Koskoca ormanda binlerce tür ağaçolduğu gibi yeryüzünde milyonlarca tip insan barınır. Bu milyon çeşit insanda milyon çeşit yürek ve o yürekte milyon çeşit sevgi ya da sevgisizlik yatar. İşte bu sevgi çeşidi belirler insanın yaptığı ya da yapacağı eylemleri.

O yürekten pompalanan kanla çalışır beyin, gözler o beyinden aldığı emirle bakar, görür ya da göremez sonuçta kimi sıradan bir fert olur kimi bir suçlu kimi ise bir ilim adamı, üretken, topluma faydalı sevgi dolu bir insan bir birey olabilmekse en güzel erdemdir diye düşünüyorum.

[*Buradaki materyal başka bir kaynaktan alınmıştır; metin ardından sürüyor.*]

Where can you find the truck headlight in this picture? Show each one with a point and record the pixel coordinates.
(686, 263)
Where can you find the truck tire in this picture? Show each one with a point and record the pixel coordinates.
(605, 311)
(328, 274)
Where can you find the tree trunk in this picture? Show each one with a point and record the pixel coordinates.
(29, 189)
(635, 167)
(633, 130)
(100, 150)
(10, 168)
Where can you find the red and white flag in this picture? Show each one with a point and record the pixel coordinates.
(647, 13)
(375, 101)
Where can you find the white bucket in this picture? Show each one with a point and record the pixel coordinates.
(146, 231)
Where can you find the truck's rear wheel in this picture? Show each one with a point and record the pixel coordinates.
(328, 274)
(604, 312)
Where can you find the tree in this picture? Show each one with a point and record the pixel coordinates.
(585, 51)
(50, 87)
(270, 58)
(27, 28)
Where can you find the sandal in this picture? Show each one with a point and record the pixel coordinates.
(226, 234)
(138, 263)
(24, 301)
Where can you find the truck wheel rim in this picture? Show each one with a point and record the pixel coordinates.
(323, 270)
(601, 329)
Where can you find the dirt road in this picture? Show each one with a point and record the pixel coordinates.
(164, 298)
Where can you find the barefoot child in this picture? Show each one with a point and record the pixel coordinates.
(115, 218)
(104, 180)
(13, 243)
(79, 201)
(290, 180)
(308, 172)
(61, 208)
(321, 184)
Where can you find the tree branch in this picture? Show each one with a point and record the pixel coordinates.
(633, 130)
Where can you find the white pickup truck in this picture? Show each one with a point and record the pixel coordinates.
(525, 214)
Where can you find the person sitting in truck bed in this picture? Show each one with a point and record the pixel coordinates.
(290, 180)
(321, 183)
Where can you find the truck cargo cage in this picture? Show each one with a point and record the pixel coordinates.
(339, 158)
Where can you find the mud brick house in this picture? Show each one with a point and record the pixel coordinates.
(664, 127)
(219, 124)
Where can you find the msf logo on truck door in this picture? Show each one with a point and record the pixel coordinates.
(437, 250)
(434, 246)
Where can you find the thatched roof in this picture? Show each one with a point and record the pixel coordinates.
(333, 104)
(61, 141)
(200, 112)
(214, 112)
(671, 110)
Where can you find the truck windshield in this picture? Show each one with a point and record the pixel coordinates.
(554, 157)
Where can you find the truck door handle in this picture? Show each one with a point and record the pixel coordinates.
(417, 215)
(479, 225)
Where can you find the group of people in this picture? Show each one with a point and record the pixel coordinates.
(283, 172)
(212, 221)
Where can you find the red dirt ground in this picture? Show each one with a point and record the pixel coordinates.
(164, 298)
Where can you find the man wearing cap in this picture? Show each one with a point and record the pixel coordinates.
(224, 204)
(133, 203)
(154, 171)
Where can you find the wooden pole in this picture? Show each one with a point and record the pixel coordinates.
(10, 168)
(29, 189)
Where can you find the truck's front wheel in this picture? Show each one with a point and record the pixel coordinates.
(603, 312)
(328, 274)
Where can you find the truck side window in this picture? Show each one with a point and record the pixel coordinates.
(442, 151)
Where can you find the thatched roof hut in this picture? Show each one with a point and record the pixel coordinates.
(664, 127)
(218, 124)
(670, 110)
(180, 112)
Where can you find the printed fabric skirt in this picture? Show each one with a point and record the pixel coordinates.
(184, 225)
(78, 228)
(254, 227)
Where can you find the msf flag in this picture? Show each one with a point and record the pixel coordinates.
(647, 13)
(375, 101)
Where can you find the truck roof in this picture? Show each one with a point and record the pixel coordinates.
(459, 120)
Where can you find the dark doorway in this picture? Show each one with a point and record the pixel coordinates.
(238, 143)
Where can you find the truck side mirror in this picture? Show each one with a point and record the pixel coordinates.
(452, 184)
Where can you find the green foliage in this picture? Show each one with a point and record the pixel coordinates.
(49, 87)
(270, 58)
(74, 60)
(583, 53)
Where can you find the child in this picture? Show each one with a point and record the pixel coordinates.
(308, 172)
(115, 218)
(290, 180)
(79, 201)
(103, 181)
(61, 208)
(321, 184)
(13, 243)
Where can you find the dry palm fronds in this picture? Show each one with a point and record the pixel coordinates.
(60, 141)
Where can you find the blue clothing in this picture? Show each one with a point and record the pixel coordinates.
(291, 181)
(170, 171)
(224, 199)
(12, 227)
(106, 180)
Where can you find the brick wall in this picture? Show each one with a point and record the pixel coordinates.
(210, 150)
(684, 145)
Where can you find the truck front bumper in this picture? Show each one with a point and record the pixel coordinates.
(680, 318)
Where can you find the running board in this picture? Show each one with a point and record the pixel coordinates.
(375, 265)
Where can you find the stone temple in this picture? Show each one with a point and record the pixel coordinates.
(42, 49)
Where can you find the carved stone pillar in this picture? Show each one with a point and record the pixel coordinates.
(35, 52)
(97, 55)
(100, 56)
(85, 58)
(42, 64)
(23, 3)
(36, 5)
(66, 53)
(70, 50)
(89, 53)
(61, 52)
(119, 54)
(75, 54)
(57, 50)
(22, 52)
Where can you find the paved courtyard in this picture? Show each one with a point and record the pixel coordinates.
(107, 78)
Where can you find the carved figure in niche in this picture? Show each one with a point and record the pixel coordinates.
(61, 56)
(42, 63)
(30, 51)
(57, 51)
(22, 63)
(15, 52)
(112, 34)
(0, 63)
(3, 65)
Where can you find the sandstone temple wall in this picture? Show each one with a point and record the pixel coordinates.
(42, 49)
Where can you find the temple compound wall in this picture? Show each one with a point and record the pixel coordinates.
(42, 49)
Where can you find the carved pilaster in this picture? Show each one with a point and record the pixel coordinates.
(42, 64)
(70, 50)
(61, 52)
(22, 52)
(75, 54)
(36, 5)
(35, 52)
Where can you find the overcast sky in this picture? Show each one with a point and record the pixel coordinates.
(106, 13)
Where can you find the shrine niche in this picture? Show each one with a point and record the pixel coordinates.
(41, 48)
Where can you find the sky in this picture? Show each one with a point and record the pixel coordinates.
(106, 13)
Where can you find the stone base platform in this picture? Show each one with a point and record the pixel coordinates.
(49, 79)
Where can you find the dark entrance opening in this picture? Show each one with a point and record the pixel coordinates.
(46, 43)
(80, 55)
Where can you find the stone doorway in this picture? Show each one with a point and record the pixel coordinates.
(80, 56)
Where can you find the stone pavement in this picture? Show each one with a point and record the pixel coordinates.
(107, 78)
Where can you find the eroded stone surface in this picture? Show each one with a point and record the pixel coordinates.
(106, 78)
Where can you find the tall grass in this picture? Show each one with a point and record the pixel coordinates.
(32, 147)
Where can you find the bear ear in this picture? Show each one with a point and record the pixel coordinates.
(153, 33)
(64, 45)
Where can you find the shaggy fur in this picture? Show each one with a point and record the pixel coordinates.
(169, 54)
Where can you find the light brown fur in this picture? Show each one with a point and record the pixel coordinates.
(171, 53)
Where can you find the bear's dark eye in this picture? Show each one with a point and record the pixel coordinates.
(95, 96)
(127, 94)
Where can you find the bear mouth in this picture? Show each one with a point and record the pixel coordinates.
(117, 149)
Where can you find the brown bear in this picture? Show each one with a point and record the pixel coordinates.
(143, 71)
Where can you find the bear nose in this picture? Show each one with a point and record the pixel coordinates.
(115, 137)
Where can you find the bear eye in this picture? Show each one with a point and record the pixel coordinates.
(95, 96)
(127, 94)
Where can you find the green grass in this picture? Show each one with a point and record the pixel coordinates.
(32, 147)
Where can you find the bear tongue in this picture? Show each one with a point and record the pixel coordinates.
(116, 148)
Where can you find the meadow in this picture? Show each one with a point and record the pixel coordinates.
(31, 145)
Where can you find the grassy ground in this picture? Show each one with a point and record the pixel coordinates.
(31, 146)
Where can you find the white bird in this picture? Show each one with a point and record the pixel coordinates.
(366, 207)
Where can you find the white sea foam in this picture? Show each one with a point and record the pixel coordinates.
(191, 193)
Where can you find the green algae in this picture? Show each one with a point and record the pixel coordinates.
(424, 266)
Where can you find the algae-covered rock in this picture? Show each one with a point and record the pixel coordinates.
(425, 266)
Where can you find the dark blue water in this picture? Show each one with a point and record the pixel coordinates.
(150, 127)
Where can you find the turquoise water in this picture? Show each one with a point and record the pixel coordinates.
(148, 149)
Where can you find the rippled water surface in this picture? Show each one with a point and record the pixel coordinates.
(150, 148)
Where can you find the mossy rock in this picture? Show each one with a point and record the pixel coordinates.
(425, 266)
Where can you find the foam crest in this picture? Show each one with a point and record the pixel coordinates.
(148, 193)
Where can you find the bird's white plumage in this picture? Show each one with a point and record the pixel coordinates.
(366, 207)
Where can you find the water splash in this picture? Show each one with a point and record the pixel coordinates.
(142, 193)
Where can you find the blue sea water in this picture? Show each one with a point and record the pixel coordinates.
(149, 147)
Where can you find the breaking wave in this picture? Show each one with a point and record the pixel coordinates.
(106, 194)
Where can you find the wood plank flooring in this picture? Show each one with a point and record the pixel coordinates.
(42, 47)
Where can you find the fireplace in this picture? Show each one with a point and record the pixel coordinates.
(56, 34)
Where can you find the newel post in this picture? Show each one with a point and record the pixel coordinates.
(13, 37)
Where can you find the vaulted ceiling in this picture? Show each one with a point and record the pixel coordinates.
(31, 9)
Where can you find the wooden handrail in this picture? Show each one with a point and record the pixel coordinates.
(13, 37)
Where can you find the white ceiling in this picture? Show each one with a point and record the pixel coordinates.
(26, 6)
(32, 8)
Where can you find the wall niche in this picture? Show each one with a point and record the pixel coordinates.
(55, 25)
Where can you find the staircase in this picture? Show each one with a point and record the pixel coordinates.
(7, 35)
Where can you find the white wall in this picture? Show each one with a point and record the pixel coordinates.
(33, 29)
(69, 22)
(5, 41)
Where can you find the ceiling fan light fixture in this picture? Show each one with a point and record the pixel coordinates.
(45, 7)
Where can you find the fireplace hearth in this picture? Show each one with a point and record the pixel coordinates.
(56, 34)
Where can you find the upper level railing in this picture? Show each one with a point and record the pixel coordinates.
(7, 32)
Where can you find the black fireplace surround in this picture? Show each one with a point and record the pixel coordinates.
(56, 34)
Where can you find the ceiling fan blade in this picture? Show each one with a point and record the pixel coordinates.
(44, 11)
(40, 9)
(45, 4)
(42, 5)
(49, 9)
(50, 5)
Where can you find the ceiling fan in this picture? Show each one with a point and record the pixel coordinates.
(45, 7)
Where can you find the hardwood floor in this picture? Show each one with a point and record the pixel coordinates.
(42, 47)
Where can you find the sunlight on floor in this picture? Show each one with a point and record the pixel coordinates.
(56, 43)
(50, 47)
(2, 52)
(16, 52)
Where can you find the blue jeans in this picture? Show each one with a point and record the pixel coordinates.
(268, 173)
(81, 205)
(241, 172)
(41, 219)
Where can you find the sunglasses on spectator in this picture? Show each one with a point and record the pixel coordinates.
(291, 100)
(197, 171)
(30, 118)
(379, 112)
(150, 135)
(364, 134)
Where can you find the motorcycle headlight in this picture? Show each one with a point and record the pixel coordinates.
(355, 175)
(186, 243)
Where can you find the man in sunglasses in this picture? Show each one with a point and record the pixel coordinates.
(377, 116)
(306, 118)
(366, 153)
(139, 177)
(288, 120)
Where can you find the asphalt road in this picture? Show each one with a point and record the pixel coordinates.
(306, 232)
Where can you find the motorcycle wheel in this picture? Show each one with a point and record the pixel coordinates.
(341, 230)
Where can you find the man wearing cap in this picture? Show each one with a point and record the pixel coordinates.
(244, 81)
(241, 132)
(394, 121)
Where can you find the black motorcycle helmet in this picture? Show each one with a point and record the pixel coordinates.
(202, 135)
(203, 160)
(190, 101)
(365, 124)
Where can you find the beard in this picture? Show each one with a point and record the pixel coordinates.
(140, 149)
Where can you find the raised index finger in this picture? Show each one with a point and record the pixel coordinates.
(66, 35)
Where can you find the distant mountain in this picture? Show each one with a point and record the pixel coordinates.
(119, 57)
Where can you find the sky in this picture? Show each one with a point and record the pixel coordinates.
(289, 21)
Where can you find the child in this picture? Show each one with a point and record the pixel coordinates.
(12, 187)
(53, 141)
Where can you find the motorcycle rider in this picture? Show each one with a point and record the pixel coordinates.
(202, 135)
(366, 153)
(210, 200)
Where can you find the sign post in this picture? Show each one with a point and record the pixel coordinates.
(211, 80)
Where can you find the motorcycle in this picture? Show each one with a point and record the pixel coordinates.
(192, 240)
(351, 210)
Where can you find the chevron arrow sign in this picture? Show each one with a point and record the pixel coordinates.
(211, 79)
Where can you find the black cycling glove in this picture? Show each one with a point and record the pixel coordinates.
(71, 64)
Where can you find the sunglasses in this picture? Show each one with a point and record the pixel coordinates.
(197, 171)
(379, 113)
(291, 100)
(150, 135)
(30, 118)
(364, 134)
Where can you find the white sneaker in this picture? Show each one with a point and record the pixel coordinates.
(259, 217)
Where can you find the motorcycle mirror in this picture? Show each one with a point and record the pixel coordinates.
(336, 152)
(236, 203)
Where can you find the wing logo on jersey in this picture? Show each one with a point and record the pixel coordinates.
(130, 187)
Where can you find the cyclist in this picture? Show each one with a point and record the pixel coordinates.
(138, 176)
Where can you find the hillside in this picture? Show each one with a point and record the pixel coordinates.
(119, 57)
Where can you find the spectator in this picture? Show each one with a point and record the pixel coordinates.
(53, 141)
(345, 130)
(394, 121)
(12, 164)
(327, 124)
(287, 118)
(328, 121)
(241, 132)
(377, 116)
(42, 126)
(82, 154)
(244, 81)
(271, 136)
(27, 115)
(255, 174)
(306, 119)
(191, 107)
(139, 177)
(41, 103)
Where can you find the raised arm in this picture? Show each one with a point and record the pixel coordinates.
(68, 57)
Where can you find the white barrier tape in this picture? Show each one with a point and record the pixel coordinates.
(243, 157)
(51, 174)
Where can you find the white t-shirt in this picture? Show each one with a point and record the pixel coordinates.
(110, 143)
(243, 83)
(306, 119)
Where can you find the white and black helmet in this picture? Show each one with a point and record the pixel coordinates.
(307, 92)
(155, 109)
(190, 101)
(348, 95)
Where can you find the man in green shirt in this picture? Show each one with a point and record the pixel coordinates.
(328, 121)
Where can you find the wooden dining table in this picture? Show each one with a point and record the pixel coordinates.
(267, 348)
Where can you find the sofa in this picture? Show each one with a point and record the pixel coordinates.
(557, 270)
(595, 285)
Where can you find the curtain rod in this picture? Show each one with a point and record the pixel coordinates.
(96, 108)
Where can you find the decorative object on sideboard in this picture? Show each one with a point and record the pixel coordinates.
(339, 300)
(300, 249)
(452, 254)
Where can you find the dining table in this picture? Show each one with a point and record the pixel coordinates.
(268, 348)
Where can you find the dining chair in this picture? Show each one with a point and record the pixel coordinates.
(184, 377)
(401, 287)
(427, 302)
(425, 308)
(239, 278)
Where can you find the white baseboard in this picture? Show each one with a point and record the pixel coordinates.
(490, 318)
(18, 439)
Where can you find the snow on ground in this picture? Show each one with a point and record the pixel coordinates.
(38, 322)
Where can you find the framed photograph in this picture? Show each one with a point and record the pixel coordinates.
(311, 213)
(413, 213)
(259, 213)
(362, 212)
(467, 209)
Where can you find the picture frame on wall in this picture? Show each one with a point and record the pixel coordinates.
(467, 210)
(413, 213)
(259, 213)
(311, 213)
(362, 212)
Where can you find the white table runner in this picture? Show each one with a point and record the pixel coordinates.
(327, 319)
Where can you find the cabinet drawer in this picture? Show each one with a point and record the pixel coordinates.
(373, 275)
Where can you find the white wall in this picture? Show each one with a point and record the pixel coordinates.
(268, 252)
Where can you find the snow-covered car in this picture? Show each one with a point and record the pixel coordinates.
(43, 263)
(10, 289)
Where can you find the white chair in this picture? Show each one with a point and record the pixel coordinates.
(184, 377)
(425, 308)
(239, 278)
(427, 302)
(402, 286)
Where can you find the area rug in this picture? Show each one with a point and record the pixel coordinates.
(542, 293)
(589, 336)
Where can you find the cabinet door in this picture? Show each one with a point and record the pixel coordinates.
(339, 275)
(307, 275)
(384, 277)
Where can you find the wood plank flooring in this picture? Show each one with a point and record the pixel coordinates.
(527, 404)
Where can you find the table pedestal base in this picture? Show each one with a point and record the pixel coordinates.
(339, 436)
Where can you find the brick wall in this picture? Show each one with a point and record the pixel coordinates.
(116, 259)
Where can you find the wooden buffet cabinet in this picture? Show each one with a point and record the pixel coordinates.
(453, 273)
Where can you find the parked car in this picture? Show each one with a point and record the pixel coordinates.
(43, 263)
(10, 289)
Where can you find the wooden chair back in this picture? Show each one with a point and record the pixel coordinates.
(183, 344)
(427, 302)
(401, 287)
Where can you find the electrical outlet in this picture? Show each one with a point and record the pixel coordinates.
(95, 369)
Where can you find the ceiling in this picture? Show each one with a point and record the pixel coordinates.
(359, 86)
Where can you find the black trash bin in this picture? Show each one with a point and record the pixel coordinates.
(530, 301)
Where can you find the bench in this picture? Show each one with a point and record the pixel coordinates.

Ağaçların kaderi de aynıdır insanla, gün gelir kocaman bir ağacı kesen baltanın sapı da ağaçtır. Kimi ağaç kesilir kâğıt olur, üzerinde çok derin bilgiler barınır, kimi de kesilir bir silaha kundak olur öldürmek için canlıları, kimi ise gider darağacına sehpa olur ama en şanslısı da kalem olur, yazmak için okunası yazıları.

Ne ağacın cinsini belirlemek kendi elindedir ne de büyüyeceği toprağı, bir rüzgâr eser savurur ormanın bir yerine ve başlar büyümeye.

İnsan da öyle değimlidir dostlar onu da hayat rüzgârı savurur dünyanın bir yerine ve başlar evrimi, olması gereken yere gelmek için mücadeleye.

Aslında ağaçlar kalem olsa denizler de mürekkep, yazılsa, yazılsa yine de bitmez bu hikâye. Taaa ki insanoğlu bir ağaç gibi hür, bir orman gibi kardeşçesine yaşamayı öğreninceye kadar.